AI Agents Coding for Hours — What’s Really Going On?

There’s a growing narrative that AI agents can now “code for hours” and build meaningful applications with minimal human involvement

I’ve spent a bit of time looking into this, and I found myself slightly unconvinced—not because it isn’t happening, but because the framing doesn’t quite line up with how software engineering actually works.

If an agent is genuinely producing useful software over an extended period, then one of three things must be true:

The problem is very tightly constrained
The quality bar is lower than we’d normally accept
Or we’re not talking about typical engineering problems

In practice, it’s usually a combination.

Three patterns hiding behind the headline

What’s being described as “hours of autonomous coding” tends to fall into three fairly distinct categories.

1. Well-bounded, conventional problems

If you point an agent at something like a CRUD application, an API layer, or a simple front end, it can make steady progress for quite a long time.

That’s not especially surprising. These are problems with well-established patterns, strong framework defaults, and relatively little ambiguity. The “specification” is largely implicit.
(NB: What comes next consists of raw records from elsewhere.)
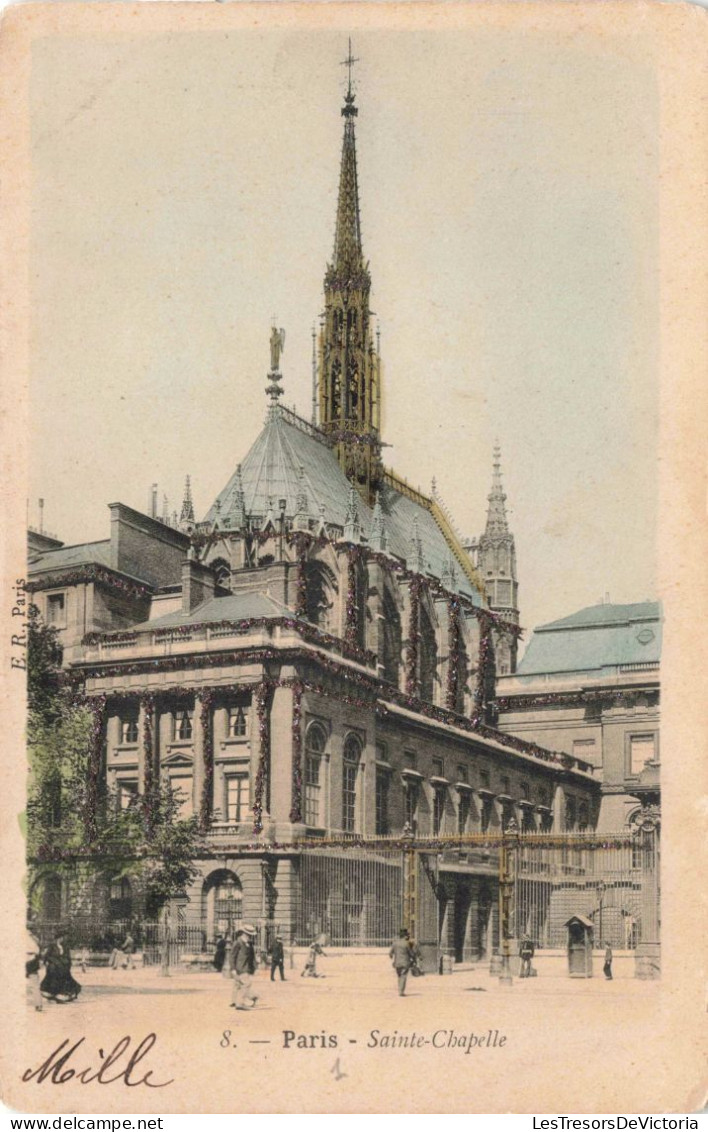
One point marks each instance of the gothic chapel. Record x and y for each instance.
(314, 660)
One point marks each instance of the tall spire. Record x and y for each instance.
(348, 256)
(496, 512)
(349, 367)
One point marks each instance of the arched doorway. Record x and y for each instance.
(48, 898)
(462, 901)
(222, 903)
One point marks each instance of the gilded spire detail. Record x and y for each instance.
(349, 368)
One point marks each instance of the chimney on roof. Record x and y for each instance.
(198, 583)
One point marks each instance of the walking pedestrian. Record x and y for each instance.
(526, 951)
(59, 985)
(242, 968)
(310, 967)
(402, 958)
(220, 953)
(278, 959)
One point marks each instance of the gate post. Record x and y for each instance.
(508, 849)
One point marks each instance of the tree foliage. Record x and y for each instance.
(82, 831)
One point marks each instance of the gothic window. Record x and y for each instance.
(428, 658)
(57, 610)
(438, 811)
(127, 792)
(350, 775)
(320, 593)
(238, 723)
(383, 781)
(129, 730)
(228, 901)
(642, 751)
(238, 797)
(315, 742)
(222, 573)
(335, 389)
(462, 813)
(120, 898)
(392, 640)
(352, 380)
(182, 726)
(410, 805)
(570, 813)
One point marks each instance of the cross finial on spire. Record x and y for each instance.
(349, 61)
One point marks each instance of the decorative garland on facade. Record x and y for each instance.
(414, 635)
(485, 659)
(365, 682)
(150, 787)
(206, 807)
(96, 706)
(263, 774)
(453, 654)
(296, 811)
(309, 633)
(85, 574)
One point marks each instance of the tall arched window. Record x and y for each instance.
(222, 905)
(321, 591)
(350, 783)
(222, 573)
(315, 742)
(428, 658)
(391, 658)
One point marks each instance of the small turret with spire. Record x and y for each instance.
(496, 562)
(186, 516)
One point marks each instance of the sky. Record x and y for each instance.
(184, 194)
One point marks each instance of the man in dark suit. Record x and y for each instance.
(242, 968)
(402, 957)
(278, 957)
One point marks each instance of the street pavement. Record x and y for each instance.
(324, 1044)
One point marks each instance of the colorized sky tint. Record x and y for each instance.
(185, 189)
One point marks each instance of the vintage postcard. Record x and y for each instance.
(354, 492)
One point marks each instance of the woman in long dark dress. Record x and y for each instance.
(220, 953)
(59, 984)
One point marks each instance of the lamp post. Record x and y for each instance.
(506, 886)
(600, 900)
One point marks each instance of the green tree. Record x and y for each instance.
(85, 833)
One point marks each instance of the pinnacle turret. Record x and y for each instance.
(496, 511)
(187, 513)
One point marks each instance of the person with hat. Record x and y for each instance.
(526, 951)
(402, 957)
(278, 957)
(242, 968)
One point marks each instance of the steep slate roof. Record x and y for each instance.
(599, 636)
(271, 471)
(85, 554)
(236, 607)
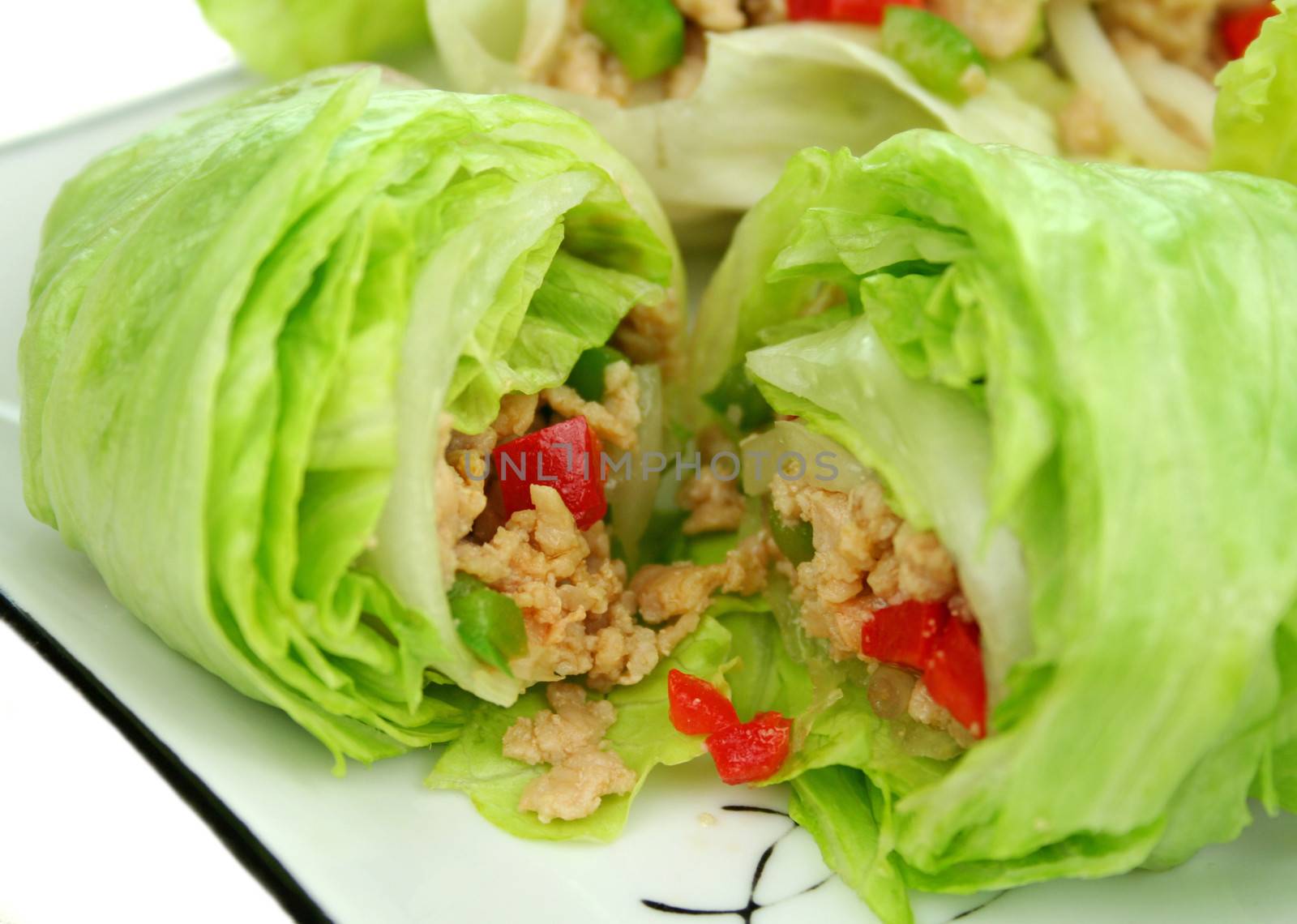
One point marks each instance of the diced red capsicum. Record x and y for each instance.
(869, 12)
(953, 674)
(927, 637)
(754, 751)
(697, 708)
(1239, 29)
(743, 751)
(566, 457)
(903, 634)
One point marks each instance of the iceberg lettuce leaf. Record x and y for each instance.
(765, 94)
(244, 332)
(1102, 382)
(1256, 117)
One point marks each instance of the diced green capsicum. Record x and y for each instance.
(490, 623)
(646, 36)
(934, 51)
(797, 541)
(588, 374)
(736, 395)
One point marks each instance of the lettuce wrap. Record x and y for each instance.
(285, 38)
(1074, 380)
(1256, 117)
(765, 94)
(255, 330)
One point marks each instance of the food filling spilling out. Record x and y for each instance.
(536, 588)
(1124, 78)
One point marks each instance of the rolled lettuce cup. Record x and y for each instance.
(1074, 378)
(270, 348)
(1256, 118)
(717, 136)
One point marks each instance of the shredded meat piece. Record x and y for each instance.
(717, 16)
(765, 12)
(568, 736)
(579, 613)
(1182, 30)
(713, 504)
(616, 418)
(853, 533)
(683, 591)
(648, 335)
(460, 500)
(866, 558)
(922, 708)
(571, 592)
(998, 28)
(584, 65)
(1083, 126)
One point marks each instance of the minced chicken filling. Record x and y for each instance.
(867, 558)
(581, 613)
(1184, 32)
(568, 736)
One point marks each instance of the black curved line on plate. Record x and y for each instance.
(752, 905)
(970, 913)
(220, 818)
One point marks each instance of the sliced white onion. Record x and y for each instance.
(1177, 88)
(1091, 62)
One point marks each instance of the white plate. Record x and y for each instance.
(378, 848)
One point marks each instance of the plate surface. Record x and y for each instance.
(378, 848)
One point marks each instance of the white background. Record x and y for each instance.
(88, 831)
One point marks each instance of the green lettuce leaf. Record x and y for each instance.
(1256, 118)
(1089, 403)
(285, 38)
(244, 332)
(765, 94)
(850, 819)
(642, 736)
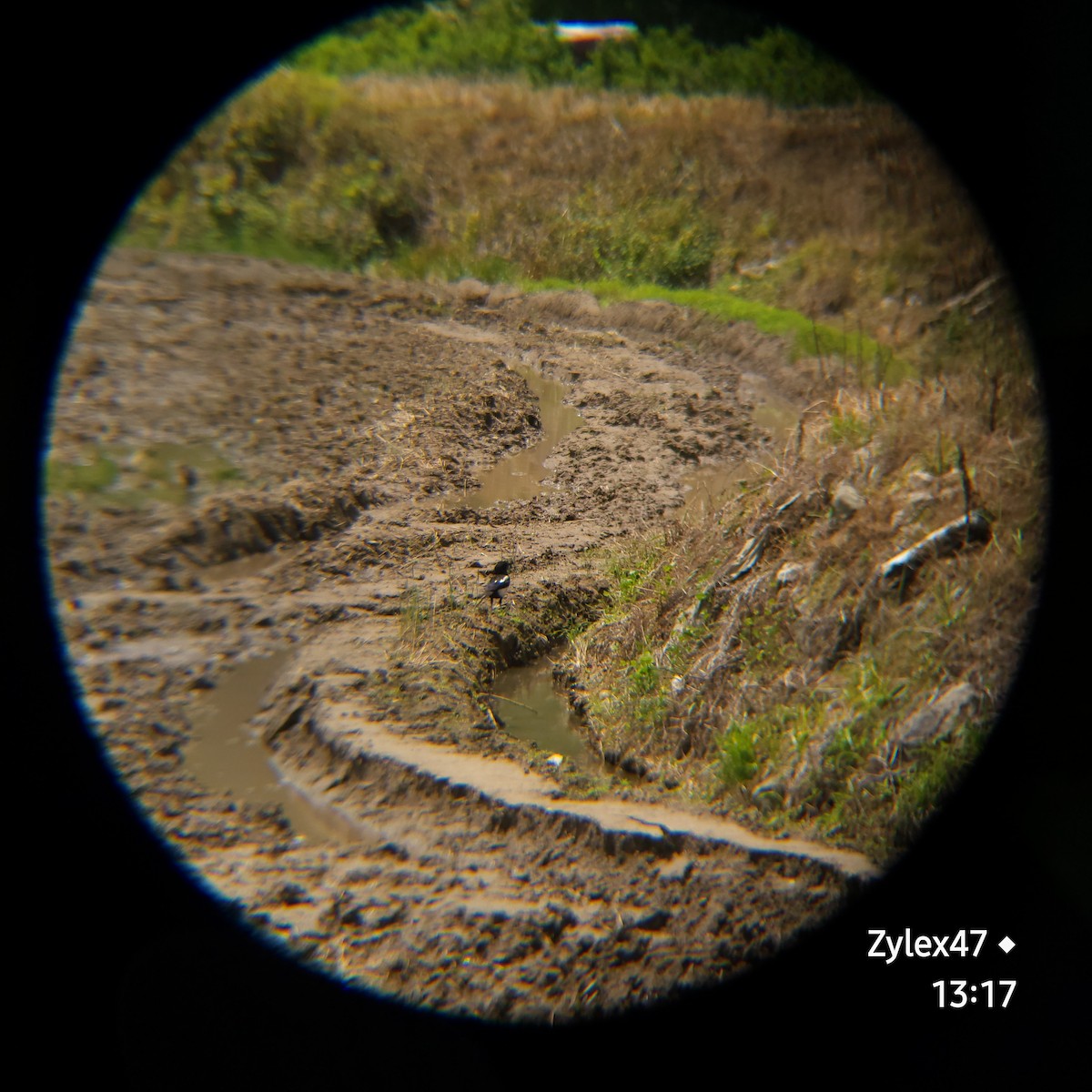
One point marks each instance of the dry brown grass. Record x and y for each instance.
(705, 662)
(501, 161)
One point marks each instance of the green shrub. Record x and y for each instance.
(737, 762)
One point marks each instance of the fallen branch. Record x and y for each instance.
(945, 540)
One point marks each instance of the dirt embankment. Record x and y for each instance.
(356, 419)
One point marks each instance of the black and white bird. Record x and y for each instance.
(496, 589)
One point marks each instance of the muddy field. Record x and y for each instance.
(298, 496)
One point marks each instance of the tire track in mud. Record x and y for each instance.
(470, 885)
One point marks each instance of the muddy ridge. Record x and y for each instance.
(356, 420)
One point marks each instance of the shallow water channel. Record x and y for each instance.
(227, 756)
(520, 476)
(529, 707)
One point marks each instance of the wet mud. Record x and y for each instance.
(399, 840)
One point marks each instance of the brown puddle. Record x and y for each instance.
(225, 756)
(531, 709)
(520, 476)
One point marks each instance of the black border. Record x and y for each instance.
(137, 976)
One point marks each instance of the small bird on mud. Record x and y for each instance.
(495, 590)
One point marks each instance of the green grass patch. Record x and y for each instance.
(805, 338)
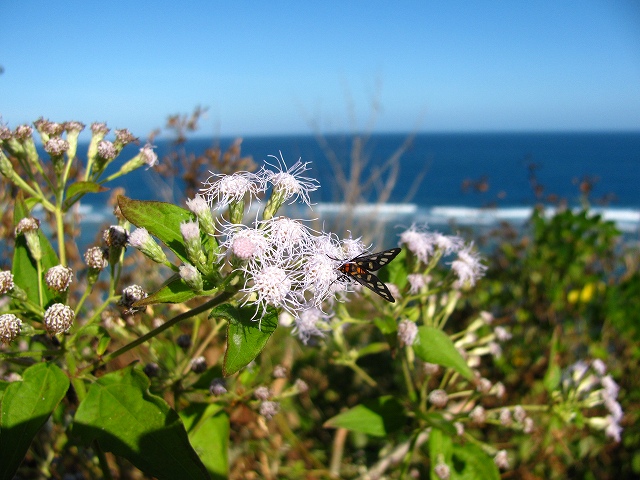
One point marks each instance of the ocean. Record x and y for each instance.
(445, 180)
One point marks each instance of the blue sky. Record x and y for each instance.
(272, 67)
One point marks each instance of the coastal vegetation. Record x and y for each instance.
(217, 337)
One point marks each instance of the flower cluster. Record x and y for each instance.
(586, 386)
(429, 247)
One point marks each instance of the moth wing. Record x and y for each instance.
(373, 283)
(376, 261)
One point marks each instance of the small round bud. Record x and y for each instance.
(301, 386)
(269, 409)
(505, 417)
(56, 146)
(148, 155)
(279, 372)
(528, 425)
(6, 282)
(96, 258)
(131, 295)
(501, 460)
(438, 398)
(262, 393)
(124, 137)
(217, 387)
(478, 415)
(442, 471)
(22, 132)
(519, 413)
(184, 341)
(483, 385)
(59, 278)
(27, 224)
(10, 327)
(407, 332)
(99, 128)
(73, 126)
(430, 368)
(151, 369)
(198, 364)
(106, 150)
(115, 236)
(58, 318)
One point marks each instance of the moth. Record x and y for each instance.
(360, 268)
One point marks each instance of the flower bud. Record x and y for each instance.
(131, 295)
(191, 277)
(58, 318)
(59, 278)
(6, 282)
(29, 227)
(10, 327)
(141, 240)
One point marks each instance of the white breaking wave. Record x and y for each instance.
(626, 219)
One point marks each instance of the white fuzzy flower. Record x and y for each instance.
(447, 244)
(417, 282)
(310, 323)
(418, 241)
(289, 182)
(467, 266)
(274, 281)
(225, 189)
(245, 242)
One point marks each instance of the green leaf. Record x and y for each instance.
(175, 290)
(466, 462)
(160, 219)
(80, 188)
(125, 419)
(435, 346)
(245, 337)
(389, 328)
(26, 406)
(377, 417)
(208, 428)
(553, 375)
(24, 269)
(396, 271)
(373, 348)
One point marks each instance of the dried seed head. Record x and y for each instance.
(58, 318)
(27, 224)
(10, 327)
(96, 258)
(131, 295)
(59, 278)
(116, 236)
(6, 282)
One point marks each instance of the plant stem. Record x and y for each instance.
(195, 311)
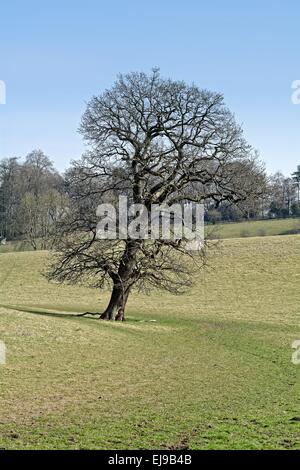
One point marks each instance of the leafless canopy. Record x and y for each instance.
(156, 141)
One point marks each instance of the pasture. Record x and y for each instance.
(207, 370)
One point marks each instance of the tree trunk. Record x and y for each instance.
(117, 304)
(123, 283)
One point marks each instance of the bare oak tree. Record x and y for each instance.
(156, 141)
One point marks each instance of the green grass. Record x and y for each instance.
(256, 228)
(213, 371)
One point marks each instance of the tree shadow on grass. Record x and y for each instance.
(52, 313)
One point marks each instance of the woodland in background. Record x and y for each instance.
(33, 195)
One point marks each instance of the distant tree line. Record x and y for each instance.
(33, 195)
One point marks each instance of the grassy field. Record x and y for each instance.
(208, 370)
(256, 228)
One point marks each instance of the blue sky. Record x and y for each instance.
(55, 55)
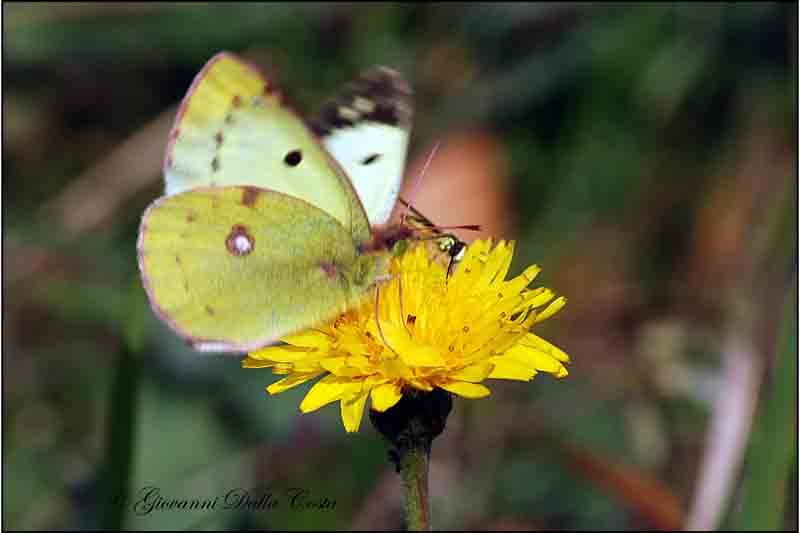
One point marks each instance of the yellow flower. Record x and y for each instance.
(443, 332)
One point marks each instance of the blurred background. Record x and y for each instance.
(644, 155)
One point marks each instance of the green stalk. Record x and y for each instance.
(414, 475)
(773, 447)
(410, 427)
(121, 419)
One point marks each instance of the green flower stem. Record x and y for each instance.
(413, 468)
(410, 427)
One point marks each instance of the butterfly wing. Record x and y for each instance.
(366, 128)
(233, 129)
(235, 268)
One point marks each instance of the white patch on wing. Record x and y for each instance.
(377, 183)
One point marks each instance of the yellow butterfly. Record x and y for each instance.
(261, 232)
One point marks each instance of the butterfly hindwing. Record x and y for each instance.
(235, 268)
(366, 128)
(233, 129)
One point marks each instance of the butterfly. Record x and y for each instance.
(270, 225)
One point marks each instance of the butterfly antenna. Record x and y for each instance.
(416, 185)
(378, 320)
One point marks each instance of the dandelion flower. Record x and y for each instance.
(431, 331)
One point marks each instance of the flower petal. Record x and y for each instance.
(541, 344)
(473, 373)
(309, 338)
(385, 396)
(280, 354)
(537, 359)
(554, 307)
(249, 362)
(467, 390)
(508, 368)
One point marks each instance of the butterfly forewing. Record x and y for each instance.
(233, 129)
(366, 128)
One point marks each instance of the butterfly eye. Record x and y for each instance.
(293, 158)
(370, 159)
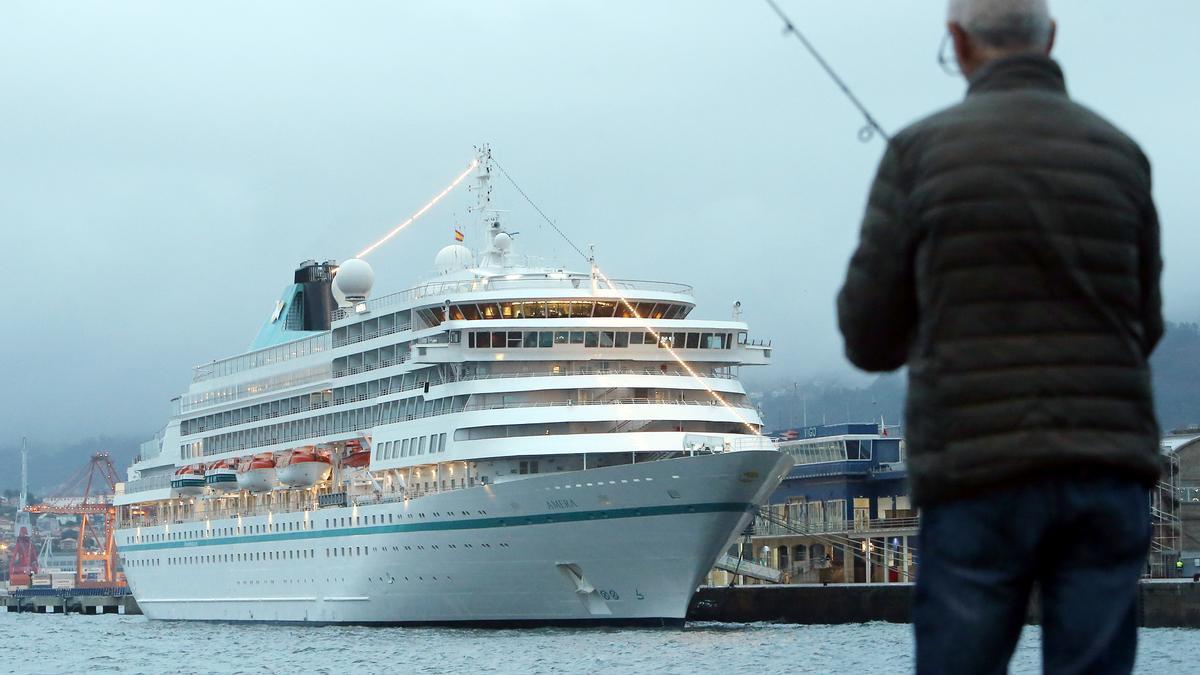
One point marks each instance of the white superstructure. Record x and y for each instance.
(505, 442)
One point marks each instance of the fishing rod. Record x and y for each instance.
(871, 127)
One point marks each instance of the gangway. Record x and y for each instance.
(749, 568)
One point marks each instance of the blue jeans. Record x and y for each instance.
(1083, 541)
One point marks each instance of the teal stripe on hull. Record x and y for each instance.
(474, 524)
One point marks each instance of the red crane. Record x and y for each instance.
(93, 503)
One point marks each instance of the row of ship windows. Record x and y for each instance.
(323, 424)
(415, 446)
(293, 554)
(559, 309)
(263, 357)
(316, 400)
(289, 526)
(599, 339)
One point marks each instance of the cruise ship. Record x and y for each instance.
(508, 442)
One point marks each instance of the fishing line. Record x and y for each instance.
(871, 127)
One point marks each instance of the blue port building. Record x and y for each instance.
(844, 513)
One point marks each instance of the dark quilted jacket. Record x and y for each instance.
(1009, 255)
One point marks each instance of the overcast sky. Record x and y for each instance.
(163, 166)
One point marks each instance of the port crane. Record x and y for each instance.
(95, 503)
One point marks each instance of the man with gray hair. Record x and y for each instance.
(1009, 256)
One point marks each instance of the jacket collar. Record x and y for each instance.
(1021, 71)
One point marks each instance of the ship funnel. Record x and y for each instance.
(316, 293)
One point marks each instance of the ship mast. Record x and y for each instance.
(24, 476)
(483, 189)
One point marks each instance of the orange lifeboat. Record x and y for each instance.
(355, 454)
(303, 467)
(189, 479)
(222, 475)
(257, 473)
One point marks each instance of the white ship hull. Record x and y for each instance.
(615, 545)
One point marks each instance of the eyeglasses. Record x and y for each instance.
(946, 58)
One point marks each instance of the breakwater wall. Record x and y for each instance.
(1161, 603)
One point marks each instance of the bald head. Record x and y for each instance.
(985, 30)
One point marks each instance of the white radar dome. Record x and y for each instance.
(454, 257)
(353, 280)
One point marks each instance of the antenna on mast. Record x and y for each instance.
(483, 189)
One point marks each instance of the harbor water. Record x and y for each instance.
(133, 644)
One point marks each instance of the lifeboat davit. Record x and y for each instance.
(257, 473)
(303, 467)
(355, 454)
(189, 479)
(222, 476)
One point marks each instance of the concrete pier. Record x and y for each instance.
(1162, 603)
(72, 601)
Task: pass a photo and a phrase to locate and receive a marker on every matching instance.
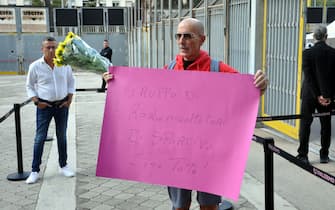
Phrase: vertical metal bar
(18, 137)
(268, 173)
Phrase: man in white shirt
(51, 89)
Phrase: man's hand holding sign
(189, 130)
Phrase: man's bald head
(195, 24)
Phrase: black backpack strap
(215, 66)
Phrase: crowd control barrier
(268, 145)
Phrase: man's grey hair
(320, 33)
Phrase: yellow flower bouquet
(76, 52)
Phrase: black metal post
(21, 175)
(268, 173)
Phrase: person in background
(51, 89)
(107, 52)
(317, 65)
(190, 37)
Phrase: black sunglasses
(186, 36)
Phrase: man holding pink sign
(190, 37)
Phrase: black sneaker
(303, 158)
(324, 159)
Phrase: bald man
(190, 37)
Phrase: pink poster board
(185, 129)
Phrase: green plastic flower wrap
(76, 52)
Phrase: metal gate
(283, 45)
(239, 33)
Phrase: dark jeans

The agent isn’t designing something new—it’s assembling something familiar.

2. Iteration loops at scale

A lot of what looks like sustained progress is really just persistence:

generate → run → error → fix → repeat

Given enough cycles, this converges more often than you might expect, particularly if there are tests or clear runtime signals to guide it.

This is useful, but it’s worth being precise about what it is. It’s not architectural reasoning—it’s search with feedback.

That distinction matters once you move beyond straightforward problems.

3. Pre-engineered environments

Many of the more impressive examples rely on a well-prepared starting point: clean codebases, sensible structure, decent test coverage.

In other words, the environment is doing a lot of the work.

Agents perform well when the constraints are already in place. Remove those constraints, and the results become far less predictable.

Where this breaks down

The limitations show up in the areas you’d expect:

Ambiguous or evolving requirements
Trade-offs between competing concerns
Long-term maintainability
Cross-cutting issues like security, cost, and performance

These aren’t edge cases. This is most real-world software.

Agents don’t handle these particularly well—not because they’re flawed, but because these problems aren’t easily reduced to a closed loop with a clear success condition.

What is changing

There is a genuine shift, but it’s not quite the one being advertised.

The leverage is moving upstream.

The more precisely you define:

constraints
structure
expected behaviour

the more effective the agent becomes.

Which leads to a slightly counterintuitive point:

If you want an agent to run for hours and produce something useful, you generally need to invest more effort in the specification, not less.

A more realistic model

The pattern that seems to work is relatively straightforward:

Humans define the architecture, invariants, and boundaries
Agents handle localised implementation and iteration
Tooling provides continuous validation

That combination is powerful. It can significantly increase execution throughput.

But it’s not autonomous software engineering in any meaningful sense. It’s assisted implementation with a very fast feedback loop.

Final observation

There’s real value here, particularly for well-understood domains and repetitive tasks.

But it’s worth separating two ideas that are often conflated:

an agent generating code continuously for an extended period
an agent designing and delivering a robust, production-quality system

Those are not the same thing.

And for now, the second still depends heavily on human judgement.